The concept of psychosocial vulnerability is complex and not easily captured in a questionnaire, ours included. However, these exposures were associated with other characteristics of low socioeconomic status such as smoking and educational level [20], defining groups with clusters of risk factors that might influence the outcome. Moreover, decision latitude at work could only be assessed from the questions used during the first decade of the EIRA study and only applied to patients active in the labour market; thus, data were only available for a smaller subgroup of participants. Anti-rheumatic treatment during the five-year follow-up was not taken into consideration in this study. Hence, whether remission was achieved through different means in individuals with vs. without psychosocial vulnerability, or if similar therapeutic strategies were used irrespectively of socioeconomic factors, remains unknown. A previous study from the EIRA study, with a 12-month follow-up, indicated no difference in treatment between individuals with low vs. higher socioeconomic status [13]. Also, whether individuals with psychosocial vulnerability have a higher risk of difficult to treat RA, with multiple changes of therapy, is a question for further studies.

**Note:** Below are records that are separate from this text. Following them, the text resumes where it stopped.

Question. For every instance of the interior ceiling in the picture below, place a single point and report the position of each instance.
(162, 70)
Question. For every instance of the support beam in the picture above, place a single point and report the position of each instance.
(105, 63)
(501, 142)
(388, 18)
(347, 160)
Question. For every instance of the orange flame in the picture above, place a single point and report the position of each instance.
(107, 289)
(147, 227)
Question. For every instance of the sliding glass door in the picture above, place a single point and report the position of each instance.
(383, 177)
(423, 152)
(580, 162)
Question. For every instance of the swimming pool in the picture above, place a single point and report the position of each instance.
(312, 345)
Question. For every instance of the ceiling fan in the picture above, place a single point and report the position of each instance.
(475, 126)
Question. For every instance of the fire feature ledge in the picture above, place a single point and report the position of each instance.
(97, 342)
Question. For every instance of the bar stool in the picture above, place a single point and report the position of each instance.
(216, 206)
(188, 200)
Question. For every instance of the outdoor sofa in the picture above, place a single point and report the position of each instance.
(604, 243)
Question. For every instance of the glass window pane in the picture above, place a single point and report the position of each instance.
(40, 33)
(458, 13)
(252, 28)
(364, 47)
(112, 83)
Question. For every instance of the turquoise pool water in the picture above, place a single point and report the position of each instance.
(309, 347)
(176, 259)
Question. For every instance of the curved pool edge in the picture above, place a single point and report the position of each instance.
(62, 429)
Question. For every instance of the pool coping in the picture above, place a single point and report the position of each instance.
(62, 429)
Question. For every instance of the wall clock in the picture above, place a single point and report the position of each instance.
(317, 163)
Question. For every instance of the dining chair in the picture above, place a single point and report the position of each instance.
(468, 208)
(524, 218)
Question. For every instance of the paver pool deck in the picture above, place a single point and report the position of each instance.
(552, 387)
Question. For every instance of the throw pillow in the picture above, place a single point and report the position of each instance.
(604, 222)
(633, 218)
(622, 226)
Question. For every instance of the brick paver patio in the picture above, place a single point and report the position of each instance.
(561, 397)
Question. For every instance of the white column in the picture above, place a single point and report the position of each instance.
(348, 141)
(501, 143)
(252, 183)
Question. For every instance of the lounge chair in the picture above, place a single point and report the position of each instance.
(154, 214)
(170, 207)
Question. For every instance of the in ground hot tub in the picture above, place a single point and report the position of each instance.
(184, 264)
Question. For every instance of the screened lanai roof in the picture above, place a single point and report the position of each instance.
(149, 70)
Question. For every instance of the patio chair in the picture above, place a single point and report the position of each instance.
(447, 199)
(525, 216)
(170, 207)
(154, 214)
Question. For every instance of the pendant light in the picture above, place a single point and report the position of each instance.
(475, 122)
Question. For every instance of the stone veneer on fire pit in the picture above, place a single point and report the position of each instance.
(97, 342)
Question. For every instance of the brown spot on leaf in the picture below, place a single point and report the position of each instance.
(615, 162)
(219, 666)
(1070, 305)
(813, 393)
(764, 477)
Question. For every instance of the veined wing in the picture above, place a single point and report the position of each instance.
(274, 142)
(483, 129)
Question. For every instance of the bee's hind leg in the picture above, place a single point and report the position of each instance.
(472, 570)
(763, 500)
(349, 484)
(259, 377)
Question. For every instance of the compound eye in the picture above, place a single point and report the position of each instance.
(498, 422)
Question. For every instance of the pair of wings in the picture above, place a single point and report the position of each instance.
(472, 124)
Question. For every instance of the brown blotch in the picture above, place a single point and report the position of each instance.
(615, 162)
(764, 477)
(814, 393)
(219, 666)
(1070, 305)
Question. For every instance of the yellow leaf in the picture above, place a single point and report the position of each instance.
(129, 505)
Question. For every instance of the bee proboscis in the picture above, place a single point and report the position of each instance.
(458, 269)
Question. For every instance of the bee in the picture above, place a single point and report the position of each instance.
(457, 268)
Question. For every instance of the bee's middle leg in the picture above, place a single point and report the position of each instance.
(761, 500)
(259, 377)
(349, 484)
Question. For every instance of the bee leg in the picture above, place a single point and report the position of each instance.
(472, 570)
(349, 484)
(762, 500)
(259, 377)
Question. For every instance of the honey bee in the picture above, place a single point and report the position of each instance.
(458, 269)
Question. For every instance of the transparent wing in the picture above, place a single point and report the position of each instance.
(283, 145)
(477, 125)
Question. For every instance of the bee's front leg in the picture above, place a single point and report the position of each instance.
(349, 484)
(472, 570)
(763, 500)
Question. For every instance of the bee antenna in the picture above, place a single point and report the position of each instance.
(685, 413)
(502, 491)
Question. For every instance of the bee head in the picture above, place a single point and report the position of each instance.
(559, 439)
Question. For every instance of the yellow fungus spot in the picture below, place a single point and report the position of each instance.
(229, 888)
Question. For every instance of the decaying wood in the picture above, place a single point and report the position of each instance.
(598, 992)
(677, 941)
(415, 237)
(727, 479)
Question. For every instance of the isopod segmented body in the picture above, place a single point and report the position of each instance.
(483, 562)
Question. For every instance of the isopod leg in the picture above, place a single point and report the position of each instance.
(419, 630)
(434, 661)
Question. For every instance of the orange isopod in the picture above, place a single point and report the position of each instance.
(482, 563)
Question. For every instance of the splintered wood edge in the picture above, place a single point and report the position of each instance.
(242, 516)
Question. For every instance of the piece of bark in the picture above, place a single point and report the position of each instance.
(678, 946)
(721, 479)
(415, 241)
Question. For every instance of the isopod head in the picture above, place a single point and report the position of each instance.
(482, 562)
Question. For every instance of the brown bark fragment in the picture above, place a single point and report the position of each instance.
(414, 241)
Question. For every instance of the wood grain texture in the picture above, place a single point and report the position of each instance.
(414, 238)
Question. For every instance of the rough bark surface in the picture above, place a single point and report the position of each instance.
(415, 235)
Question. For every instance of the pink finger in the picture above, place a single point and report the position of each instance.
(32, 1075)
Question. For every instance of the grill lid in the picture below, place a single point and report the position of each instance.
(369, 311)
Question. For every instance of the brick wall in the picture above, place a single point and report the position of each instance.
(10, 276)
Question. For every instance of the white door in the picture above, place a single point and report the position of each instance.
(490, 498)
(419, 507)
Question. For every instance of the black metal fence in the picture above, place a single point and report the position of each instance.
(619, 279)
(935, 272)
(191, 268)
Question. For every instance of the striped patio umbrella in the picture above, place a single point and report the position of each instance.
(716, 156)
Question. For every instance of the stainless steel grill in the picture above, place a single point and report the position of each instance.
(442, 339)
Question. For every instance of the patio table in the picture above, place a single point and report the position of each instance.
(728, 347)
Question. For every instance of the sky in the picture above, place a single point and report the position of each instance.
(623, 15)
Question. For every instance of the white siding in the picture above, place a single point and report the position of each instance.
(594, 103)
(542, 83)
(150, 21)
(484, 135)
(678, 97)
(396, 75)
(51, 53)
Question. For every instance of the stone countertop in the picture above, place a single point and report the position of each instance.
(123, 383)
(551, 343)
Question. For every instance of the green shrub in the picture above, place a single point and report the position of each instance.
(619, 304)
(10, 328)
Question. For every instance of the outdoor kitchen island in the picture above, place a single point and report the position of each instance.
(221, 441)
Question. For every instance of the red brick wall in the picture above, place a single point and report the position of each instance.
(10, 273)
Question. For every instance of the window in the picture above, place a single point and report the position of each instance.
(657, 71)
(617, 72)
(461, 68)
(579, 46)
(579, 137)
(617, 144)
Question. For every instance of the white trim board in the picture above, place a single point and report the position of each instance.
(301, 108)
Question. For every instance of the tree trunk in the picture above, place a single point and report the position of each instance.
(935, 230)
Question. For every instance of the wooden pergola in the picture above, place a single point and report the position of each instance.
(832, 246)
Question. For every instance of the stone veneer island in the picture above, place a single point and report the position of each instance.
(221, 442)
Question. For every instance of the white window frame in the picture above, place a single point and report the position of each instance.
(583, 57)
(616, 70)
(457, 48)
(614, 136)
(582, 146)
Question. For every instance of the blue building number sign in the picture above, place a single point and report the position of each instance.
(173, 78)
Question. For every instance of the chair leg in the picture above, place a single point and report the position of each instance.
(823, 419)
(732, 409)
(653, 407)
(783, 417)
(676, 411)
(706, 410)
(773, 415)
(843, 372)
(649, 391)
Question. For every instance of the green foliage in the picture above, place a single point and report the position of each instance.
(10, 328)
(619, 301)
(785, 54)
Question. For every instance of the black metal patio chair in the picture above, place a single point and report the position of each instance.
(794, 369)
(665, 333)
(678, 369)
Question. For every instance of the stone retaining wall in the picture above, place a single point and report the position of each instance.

In the study, we observed a tendency for individuals with low social support and low decision latitude at work, respectively, to report worse health status on the subjective measures, VAS pain and VAS global health. This tendency was not uniform or fully independent of confounders, but was observed in several of the analyses.

Conclusion

The results of this study indicate that psychosocial vulnerability despite being a risk factor for development of RA [6, 7] does not influence the likelihood of achieving remission for patients with RA in the Swedish setting, with equal access to healthcare.